The British quarantine

“Even by its own increasingly chaotic standards, the mess into which the Government has got itself over its new quarantine rules takes some beating,” said The Times. The new regulations – which came into force this week – require travellers to Britain to self-isolate for 14 days on arrival. This is “the wrong policy at the wrong time”. A 14-day quarantine would have “made sense” at the start of the pandemic – but instead, over the past three months, Britain, almost alone in Europe, continued to allow new arrivals from anywhere in the world, including virus hot-spots such as China and Iran, without so much as a temperature check.

Now, at the very moment that outbreaks in many popular travel destinations have been brought under control, and restrictions are being lifted across Europe, the Government has finally imposed a quarantine of its own. It will heap further misery on British tour operators and airlines, and will deter much-needed foreign visitors from coming to Britain during the summer months.

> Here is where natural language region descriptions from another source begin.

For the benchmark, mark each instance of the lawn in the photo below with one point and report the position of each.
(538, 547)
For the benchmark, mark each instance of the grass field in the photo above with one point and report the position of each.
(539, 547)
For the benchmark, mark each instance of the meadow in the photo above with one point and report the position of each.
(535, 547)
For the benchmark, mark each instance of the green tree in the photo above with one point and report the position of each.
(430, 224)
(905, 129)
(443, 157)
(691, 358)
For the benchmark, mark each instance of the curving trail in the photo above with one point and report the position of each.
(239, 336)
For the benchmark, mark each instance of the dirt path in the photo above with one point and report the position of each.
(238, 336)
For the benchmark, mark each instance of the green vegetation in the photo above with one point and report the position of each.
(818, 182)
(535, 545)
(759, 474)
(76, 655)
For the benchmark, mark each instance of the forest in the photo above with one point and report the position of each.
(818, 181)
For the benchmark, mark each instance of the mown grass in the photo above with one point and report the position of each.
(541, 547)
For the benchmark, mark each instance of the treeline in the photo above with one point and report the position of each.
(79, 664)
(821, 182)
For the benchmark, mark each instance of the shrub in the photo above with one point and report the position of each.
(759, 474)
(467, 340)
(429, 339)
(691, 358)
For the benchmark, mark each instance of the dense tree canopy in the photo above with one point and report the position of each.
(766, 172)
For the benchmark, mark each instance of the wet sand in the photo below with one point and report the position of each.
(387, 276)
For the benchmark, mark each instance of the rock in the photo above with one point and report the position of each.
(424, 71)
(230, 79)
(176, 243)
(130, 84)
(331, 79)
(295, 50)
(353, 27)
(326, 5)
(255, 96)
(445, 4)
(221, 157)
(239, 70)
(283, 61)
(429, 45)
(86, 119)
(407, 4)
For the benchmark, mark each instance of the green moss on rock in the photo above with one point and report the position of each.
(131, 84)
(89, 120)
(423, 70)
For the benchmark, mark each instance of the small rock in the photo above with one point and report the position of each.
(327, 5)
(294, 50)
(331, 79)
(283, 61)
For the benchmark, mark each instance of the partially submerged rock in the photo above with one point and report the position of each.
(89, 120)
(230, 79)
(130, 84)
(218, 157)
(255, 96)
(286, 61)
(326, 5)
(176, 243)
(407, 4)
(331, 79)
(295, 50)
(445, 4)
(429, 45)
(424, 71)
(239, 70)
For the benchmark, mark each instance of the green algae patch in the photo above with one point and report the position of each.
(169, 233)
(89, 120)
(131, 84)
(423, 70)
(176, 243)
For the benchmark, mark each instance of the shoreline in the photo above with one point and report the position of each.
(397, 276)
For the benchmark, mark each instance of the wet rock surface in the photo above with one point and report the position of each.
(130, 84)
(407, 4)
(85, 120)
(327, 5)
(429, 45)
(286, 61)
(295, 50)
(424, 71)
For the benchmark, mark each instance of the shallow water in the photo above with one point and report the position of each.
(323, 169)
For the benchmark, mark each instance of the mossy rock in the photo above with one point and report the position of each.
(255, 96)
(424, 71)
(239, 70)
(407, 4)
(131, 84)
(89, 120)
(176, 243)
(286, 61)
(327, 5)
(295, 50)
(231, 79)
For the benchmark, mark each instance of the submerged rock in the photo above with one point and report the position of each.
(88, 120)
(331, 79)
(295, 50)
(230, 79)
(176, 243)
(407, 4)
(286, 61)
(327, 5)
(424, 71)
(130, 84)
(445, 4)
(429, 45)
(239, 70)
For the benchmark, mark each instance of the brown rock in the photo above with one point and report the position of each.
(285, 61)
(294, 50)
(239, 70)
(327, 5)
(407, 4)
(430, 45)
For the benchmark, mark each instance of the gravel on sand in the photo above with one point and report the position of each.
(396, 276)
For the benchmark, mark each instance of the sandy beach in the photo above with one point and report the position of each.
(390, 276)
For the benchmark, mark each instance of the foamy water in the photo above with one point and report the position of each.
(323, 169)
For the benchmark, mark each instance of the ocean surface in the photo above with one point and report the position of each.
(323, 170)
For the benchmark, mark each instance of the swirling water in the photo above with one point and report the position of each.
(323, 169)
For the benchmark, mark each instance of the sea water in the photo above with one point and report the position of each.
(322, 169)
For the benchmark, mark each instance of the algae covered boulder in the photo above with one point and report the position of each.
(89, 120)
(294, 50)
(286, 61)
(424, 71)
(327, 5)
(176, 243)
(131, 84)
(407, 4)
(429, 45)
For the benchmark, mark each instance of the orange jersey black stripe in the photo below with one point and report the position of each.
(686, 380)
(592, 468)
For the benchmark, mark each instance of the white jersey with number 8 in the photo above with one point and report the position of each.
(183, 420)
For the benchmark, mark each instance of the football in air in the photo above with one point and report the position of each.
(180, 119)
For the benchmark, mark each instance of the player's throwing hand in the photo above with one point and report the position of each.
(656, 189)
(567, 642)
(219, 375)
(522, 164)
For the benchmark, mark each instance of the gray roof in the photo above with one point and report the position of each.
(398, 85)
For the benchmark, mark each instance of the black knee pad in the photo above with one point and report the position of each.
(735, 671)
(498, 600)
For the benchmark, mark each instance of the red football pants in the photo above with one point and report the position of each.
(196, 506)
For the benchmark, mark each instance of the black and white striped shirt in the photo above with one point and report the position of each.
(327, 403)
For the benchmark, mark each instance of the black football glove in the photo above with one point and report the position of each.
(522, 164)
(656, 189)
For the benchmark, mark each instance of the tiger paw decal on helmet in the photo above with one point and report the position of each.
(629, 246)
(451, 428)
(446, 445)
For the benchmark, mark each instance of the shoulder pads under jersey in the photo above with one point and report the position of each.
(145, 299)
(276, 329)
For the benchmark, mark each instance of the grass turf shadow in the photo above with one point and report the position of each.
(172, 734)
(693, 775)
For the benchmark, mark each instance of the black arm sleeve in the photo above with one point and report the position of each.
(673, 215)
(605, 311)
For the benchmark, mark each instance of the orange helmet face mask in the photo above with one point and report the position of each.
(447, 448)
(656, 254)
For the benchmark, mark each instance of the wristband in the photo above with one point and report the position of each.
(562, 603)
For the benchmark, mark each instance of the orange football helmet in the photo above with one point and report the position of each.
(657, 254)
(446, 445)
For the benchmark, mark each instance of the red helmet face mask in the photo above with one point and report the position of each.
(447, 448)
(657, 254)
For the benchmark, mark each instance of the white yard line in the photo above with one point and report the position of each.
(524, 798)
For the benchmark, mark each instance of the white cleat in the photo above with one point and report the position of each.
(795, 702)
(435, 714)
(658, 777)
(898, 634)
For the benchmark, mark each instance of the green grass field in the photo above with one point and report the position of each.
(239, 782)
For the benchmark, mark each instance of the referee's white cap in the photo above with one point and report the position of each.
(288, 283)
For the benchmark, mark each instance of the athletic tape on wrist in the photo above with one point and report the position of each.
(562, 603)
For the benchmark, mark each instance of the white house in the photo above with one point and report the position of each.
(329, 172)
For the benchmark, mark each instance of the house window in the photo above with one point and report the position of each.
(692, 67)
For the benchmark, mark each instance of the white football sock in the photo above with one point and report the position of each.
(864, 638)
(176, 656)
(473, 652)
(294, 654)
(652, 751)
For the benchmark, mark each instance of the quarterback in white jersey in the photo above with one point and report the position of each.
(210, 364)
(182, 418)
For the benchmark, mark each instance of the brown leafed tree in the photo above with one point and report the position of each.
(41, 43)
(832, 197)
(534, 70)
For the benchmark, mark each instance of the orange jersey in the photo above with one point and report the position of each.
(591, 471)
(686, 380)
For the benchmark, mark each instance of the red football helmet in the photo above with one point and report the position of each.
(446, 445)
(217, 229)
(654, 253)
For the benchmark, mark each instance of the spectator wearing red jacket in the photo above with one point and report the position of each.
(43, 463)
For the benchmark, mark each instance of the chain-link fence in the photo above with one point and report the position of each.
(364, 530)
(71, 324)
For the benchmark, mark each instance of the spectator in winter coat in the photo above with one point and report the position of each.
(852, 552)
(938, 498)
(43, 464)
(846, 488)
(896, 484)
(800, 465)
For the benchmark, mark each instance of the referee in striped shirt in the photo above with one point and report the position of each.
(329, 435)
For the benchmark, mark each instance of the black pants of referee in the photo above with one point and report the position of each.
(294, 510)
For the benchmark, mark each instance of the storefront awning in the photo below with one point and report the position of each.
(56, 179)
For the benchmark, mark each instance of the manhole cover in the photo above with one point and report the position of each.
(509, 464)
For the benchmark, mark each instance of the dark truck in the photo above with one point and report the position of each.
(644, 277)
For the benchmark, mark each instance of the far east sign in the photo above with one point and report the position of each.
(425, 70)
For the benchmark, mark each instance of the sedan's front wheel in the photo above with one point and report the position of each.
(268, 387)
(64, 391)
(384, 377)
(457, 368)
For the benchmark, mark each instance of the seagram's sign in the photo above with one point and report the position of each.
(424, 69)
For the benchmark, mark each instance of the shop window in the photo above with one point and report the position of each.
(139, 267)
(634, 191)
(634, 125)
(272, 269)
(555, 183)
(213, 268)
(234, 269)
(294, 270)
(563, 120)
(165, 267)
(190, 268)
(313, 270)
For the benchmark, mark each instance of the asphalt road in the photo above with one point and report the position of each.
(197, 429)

Tough border controls are popular with voters. According to YouGov, eight out of ten members of the public support the proposed £1,000 fines for failure to self-isolate on arrival in the UK, with the highest backing (83%) found among the working-class voters who gave Boris Johnson his huge majority in December. So the measures appealed to a PM keen to “find some ‘good news’ to announce amid growing criticism of the Government’s response to the pandemic”.

But they have gone down like a lead balloon elsewhere.  The policy has enraged airlines (BA, Ryanair and easy-Jet are threatening legal action), frustrated travellers and upset lawmakers – including many Tory MPs fearful of the economic damage. Border officials say it is unenforceable: they will have no capacity to check whether addresses provided by travellers are genuine. The alternative is to bar only those from high-risk countries.  This would be politically tricky: it would anger the US and President Trump. Either way, it seems likely that, with so many ranged against it, the policy will be “watered down, if not scrapped”, in time “to salvage at least some of the summer holiday season”.   (The Week, 13 June 2020)

My comment:  If you only have a short vacation and fancy a trip to England you will enjoy little but the inside of an hotel room.

Almost every day we are asked whether we will be visiting London this summer, and we explain we don’t think it is safe (the air bit, especially).  Air travel and two week’s quarantine is enough of a deterrent, but the likelihood of further spikes in the virus as well persuades me to stay put. Neither the American nor the British government have proved themselves managerially capable of fighting the virus effectively. This comes as no surprise.  In the old days, when scientists would have had the last word, one could have trusted government.  Not now.  We are staying at at home.